Social media is a part of our digital world.  We cannot avoid it, nor would it make sense to – it is likely here to stay, and until some mad sci fi scenario in which all civilisation and its entrapments are lost, this is the world we live in and communicate in.

This means we must learn to do so safely at all costs, from as early on as possible. It means that we should not be curtailed from having a social life online regardless our age. Many children face challenges in their offline world that are equal or greater than what they will meet with online; the defence, the prevention, are the same.

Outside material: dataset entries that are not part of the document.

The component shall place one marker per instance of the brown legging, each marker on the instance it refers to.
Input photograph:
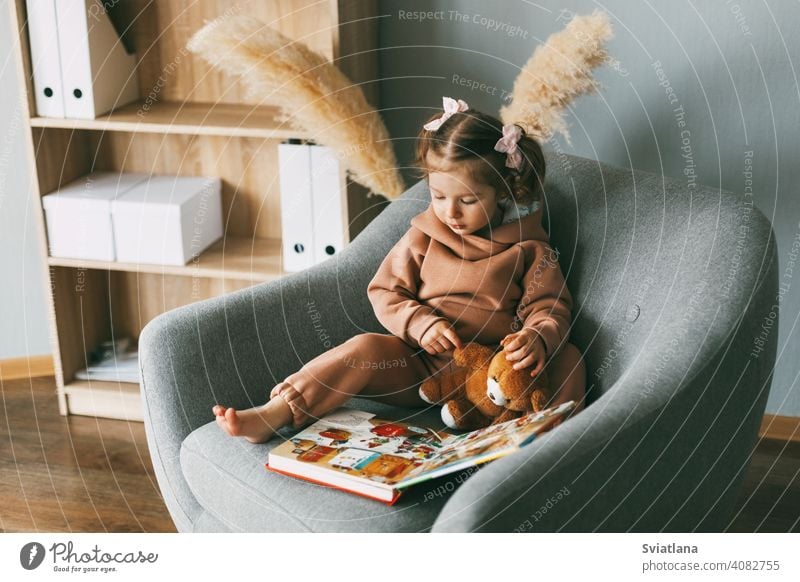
(386, 367)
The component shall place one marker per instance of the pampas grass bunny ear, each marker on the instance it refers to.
(559, 71)
(313, 94)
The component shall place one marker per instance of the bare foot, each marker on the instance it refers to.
(256, 425)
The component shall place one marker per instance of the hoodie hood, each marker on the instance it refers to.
(473, 247)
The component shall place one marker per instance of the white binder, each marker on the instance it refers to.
(297, 216)
(45, 59)
(330, 207)
(96, 71)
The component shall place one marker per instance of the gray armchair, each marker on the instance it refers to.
(671, 288)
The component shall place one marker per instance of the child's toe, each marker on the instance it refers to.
(232, 421)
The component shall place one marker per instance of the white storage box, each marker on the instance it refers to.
(78, 216)
(167, 220)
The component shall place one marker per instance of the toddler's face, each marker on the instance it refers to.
(463, 204)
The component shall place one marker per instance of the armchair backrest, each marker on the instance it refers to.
(659, 268)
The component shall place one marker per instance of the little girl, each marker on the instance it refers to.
(475, 266)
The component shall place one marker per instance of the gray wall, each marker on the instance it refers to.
(729, 63)
(23, 319)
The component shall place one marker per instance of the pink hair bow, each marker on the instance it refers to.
(508, 144)
(450, 106)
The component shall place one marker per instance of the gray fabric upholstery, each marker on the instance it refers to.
(669, 296)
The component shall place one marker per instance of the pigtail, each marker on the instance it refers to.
(527, 183)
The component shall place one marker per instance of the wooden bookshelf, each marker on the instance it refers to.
(200, 123)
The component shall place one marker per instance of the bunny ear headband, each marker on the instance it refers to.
(507, 144)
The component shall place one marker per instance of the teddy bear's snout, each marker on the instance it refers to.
(494, 392)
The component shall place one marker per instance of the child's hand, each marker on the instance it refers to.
(440, 337)
(525, 348)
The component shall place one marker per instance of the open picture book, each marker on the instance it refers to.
(354, 451)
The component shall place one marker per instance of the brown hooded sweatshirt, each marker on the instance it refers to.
(475, 283)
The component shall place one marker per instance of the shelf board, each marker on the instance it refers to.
(185, 118)
(240, 258)
(119, 400)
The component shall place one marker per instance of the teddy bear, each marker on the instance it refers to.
(485, 389)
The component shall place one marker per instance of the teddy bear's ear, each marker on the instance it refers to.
(473, 355)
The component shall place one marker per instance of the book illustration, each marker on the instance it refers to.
(381, 451)
(380, 458)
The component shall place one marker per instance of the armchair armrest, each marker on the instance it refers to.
(666, 448)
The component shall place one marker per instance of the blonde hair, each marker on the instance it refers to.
(471, 136)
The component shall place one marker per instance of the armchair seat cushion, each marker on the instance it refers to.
(230, 481)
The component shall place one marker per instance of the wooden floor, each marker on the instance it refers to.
(81, 474)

Knowing how to communicate well in all ways is what tailors our place in our society. This goes for both sides of the world – your daughter’s rugby team, your son’s dance class, your son’s fencing team, your daughter’s riding school.

If they made friends in the offline world and kept in close contact to them, you would be a proud parent; why would you not feel the same about them keeping in contact online? The dangers are no different; the solutions are no different. All that has changed is the mode of approach of communication, at least in part – I doubt that we will ever be fully isolated from everyone, conversing only through technology in an Asimov’s novel made real. (cf. footnote 4)

But change is often accepted poorly. While Kindle has enabled many rare books to begin to circulate again, and while the physical book has not suffered because of it, many hate Kindle with a vengeance, thinking that it has or will “destroy” books.

Conveying a story is what we want; the means differ. Same is true about the changes in our communication – there have certainly been many, but for all the screaming against social media, I don’t see anyone crying for clay tablets and mounted messengers.

 


  1. Lyndon Shanley, M. (1989) Feminism, Marriage, and the Law in Victorian England. Princeton University Press
  2. Kernspecht, K. R. & Karkalis, A. (2003) Verteidige Dich! – Selbstverteidigung für Frauen. Heel, 1., Aufl. edition
  3. Geertz, C. (1973) The Interpretation of Cultures: Selected Essays. Basic Books
  4. Asimov, I. (1991) The Naked Sun (The Robot Series). Spectra Books by Bantam Books

All links were accurate and active at time of publishing.